L’impressione è che si voglia ancora una volta interpretare una qualsivoglia trasformazione sociale, già in atto,  in una occasione per ribadire la supremazia di una “morale pubblica” preconfezionata da ben pensanti, senza tener conto dei comportamenti sociali legittimi, che in qualche modo “devono essere tenuti a bada”, come se dietro di essi ci fosse sempre e comunque la volontà di ferire e di offendere il principio etico della nostra esistenza. 

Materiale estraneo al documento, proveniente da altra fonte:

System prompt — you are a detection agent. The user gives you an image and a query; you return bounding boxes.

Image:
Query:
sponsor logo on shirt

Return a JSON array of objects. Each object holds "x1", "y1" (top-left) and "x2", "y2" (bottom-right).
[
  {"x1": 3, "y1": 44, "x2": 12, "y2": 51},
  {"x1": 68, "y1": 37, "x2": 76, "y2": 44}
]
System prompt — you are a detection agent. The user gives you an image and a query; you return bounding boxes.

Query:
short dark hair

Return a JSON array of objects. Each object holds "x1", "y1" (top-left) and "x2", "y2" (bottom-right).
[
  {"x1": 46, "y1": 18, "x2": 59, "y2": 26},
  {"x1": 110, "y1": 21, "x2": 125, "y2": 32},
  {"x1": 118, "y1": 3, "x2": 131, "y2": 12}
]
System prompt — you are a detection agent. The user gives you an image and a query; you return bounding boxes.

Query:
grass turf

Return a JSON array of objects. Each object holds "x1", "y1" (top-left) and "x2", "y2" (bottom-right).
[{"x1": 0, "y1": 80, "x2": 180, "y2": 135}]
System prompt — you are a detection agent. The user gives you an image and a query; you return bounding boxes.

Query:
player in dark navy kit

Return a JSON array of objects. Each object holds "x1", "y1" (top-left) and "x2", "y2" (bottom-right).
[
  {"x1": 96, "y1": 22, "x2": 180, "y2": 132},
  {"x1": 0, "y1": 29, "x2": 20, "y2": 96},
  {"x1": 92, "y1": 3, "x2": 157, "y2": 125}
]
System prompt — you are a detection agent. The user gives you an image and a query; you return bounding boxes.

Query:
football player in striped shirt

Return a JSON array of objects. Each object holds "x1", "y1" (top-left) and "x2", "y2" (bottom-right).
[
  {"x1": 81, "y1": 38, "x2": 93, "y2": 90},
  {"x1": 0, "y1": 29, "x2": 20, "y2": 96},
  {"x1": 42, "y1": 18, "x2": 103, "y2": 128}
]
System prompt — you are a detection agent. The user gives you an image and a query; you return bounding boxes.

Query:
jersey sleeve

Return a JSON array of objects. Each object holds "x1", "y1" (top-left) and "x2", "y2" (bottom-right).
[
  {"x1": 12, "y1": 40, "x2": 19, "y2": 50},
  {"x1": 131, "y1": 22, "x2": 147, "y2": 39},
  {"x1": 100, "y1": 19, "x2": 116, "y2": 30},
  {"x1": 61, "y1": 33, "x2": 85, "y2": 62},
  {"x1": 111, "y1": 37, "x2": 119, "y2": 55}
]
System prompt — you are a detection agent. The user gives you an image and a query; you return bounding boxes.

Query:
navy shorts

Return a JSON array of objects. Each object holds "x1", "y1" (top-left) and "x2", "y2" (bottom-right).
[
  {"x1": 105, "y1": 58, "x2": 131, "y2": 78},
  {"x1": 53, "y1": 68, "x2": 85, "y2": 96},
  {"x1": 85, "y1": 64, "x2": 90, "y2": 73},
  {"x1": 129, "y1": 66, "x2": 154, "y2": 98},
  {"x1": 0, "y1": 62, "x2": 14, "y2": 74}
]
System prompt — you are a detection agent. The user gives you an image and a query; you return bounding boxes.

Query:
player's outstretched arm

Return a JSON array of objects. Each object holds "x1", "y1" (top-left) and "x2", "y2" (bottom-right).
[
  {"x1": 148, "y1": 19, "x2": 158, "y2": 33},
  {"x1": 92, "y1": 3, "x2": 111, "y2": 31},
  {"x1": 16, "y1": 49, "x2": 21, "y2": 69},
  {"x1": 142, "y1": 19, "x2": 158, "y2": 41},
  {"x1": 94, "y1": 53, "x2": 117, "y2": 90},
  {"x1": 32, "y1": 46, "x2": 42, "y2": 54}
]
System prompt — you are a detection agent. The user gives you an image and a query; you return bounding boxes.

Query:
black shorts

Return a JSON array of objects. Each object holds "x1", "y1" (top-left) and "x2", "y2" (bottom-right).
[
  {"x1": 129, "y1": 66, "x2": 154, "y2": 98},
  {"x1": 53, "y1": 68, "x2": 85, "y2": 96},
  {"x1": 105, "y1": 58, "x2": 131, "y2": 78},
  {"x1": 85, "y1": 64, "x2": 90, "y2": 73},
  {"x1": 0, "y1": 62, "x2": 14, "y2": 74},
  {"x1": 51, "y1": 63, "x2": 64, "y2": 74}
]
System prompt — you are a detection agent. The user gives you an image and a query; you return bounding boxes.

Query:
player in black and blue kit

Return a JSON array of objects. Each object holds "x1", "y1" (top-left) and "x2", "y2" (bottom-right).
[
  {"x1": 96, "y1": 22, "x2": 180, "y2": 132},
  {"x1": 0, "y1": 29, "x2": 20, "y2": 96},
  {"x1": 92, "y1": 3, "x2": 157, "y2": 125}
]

Non è così. La stepchild adoption è una battaglia per il riconoscimento di “esistenze già in essere”, che hanno bisogno di essere tutelate, sotto ogni profilo. Chi ne ha paura vuole soltanto impedire che ciò avvenga; ogni essere umano, nato in qualsivoglia forma, ha il sacrosanto diritto di poter crescere con chi ha scelto di farli nascere e di avere la possibilità di affermare la propria dignità. Lasciamo ai giudici il solo compito di punire i reati, senza dover supplire con sentenze, come succede molto spesso, a mancanze legislative gravi che davvero offendono la persona e la convivenza civile. Se ciò non dovesse accadere, allora davvero si aprirebbero nuovamente le porte di tanti orfanotrofi, dove finirebbero bambini adottabili, contro la loro stessa volontà e contro la volontà dei loro genitori. Ghetti che, nella storia del nostro paese hanno rappresentato davvero un business. 
 
La battaglia sulle adozioni è un nuovo terreno di confronto sui diritti, che deve trovare uniti donne e uomini che hanno a cuore il benessere comune, nel rispetto delle diversità e dell’accoglienza, senza pregiudizi o convenzioni, che hanno tutto il sapore di ricondurre la discussione ad uno scontro falsamente ideologico.